Friday, December 30, 2011

Inaugural Newsletter of the Global Network of UNESCO Chairs on Gender

We are pleased to announce the publication of the very first newsletter of the Global Network of UNESCO Chairs on Gender, produced by our partners in Cyprus and Buenos Aires and now posted at http://www.catunescomujer.org/globalnetwork/news.html
Feel free to disseminate it among your colleagues.

Boston University's Women's, Gender, & Sexuality Studies Program (WGS) hosts the UNESCO/UNITWIN (University Twinning) Network on Gender, Culture, and Development, and is a founding member of the Global Network. The Co-Coordinators of the BU-based UNESCO/UNITWIN, Professor Deborah Belle and Dr. Brenda Gael McSweeney, are delighted that this inaugural issue features a lot of the work that they and their collaborators in India, West Africa, and the Boston area have been engaged in. To read more about our Network's activities in 2011 and beyond, please see the newsletter at the link listed above.

More information on our UNITWIN Network is at http://unitwin.blogspot.com/ and equalityburkina.blogspot.com

Monday, December 19, 2011

UN Women designates BU's Brenda Gael McSweeney as its Focal Point for Women and Gender Studies

UN Women, the United Nations Entity for Gender Equality and the Empowerment of Women has invited Dr. Brenda Gael McSweeney of the Women's, Gender, & Sexuality Studies Program to be its Women's and Gender Focal Point at Boston University.
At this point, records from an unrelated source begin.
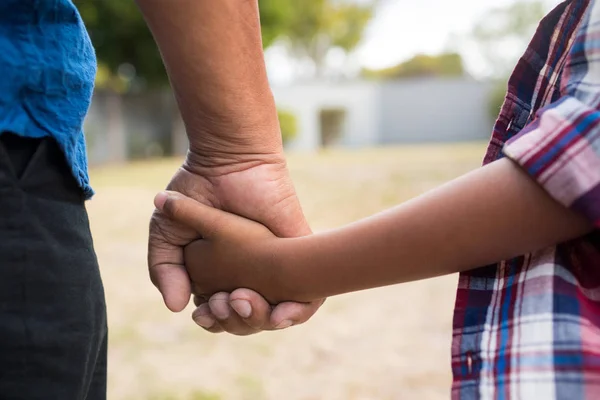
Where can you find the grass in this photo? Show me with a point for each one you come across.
(383, 344)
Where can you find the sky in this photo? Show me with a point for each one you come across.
(402, 28)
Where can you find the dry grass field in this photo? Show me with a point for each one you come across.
(391, 343)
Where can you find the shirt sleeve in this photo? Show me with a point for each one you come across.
(560, 149)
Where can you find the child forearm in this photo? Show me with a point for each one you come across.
(494, 213)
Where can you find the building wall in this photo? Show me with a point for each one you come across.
(360, 100)
(434, 110)
(430, 110)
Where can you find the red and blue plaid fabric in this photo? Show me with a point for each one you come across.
(529, 328)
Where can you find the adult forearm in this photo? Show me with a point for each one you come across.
(491, 214)
(213, 54)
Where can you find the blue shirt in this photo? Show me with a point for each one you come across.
(47, 72)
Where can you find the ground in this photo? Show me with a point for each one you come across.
(390, 343)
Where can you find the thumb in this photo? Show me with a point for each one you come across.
(207, 221)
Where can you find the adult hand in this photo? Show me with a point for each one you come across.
(258, 188)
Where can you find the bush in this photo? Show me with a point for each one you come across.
(288, 124)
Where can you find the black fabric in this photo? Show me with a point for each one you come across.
(53, 333)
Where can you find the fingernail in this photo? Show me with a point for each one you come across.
(242, 307)
(205, 321)
(284, 324)
(160, 199)
(220, 309)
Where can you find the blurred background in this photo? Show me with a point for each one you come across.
(379, 101)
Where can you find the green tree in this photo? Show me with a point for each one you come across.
(312, 27)
(125, 47)
(502, 28)
(421, 65)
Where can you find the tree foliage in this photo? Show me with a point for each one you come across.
(313, 27)
(506, 28)
(421, 65)
(124, 45)
(500, 28)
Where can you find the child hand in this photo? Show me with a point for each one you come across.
(235, 252)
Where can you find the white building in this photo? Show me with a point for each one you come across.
(363, 113)
(351, 114)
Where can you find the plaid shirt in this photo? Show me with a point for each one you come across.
(529, 328)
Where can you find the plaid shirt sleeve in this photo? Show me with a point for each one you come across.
(560, 149)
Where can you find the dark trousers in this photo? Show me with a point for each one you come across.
(53, 331)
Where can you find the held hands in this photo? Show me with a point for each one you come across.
(259, 190)
(233, 252)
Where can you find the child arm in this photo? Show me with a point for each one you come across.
(490, 214)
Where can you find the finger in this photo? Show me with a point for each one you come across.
(204, 319)
(229, 320)
(173, 283)
(289, 314)
(206, 220)
(168, 274)
(251, 307)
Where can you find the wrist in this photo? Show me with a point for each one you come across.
(284, 260)
(234, 135)
(209, 161)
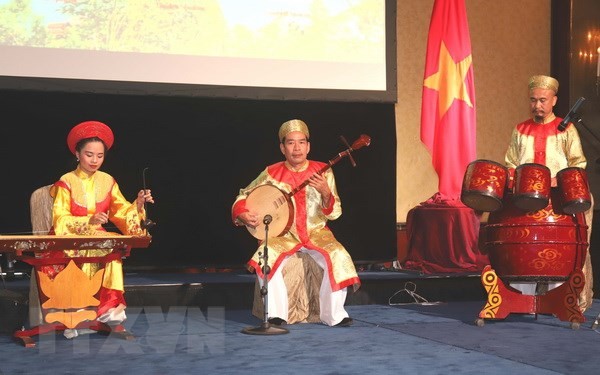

UN Women "acts on the fundamental premise that women and girls worldwide have a right to live a life free of discrimination, violence, and poverty and that gender equality is central to achieving development." UN Women just launched its first report on the Progress of the World's Women, focusing on gender justice.

A key priority of UN Women is combating gender-based violence. The campaign titled "Say No-UNiTE to End Violence Against Women" gives everyone a chance to join this global initiative. Do visit http://saynotoviolence.org/ to add your voice.

Thursday, December 1, 2011

News from Dr. Asha Mukherjee: Announcing First International Conference of 2012


We wish to share with you news of an upcoming International Conference being organized and hosted by one of our UNESCO/UNITWIN Network partners,  the Women's Studies Center at Visva-Bharati University in Santiniketan. Dr. Asha Mukherjee, Director of the Center, has informed us that Professor Amartya Sen is expected to inaugurate the Conference and Professor Martha Nussbaum has agreed to deliver the keynote address. Entitled "Women's Creativity and Social Concern" this gathering will be held on January 5-7, 2012. For more information, please see the Conference's theme note below:

      Photo Credit: globalshiksha.com

" International Conference: Women Creativity and Social Concern
Ashramkanya Amita Sen: 100th birth anniversary Celebration) 
 5-7 Jan. 2012 (Tentative)
Women’s Studies Centre, Visva-Bharati, Santiniketan
In a life span of eighty years, Rabindranath Tagore wrote two thousand five hundred poems, seven novels, composed eighteen hundred songs and a number of plays, wrote, directed and produced at least four well-known dance dramas (nritya natya/geeti natya). Over the years these dance dramas and songs have become an inalienable part of Bengali culture. As if that was not enough, in his late years, he took to painting and produced almost two thousand paintings, which are believed to be a new initiative in the world of art. A mere enumeration of these creative aspects can hardly do justice to his incredible achievements and the great contributions he made to the civilization. He took to interpretation of Religion, History and Society proposing a new concept of “India”, preaching internationalism when nations like Japan, Germany and Britain were preparing for World war. He not only proposed but also implemented significant programmes in rural reconstruction in pre-independent India. Needless to say, contribution of this magnitude is not possible without a novel foundational attitude arising out of a basic philosophical position. Over time his attitude towards Man and the World changed and so did his philosophy.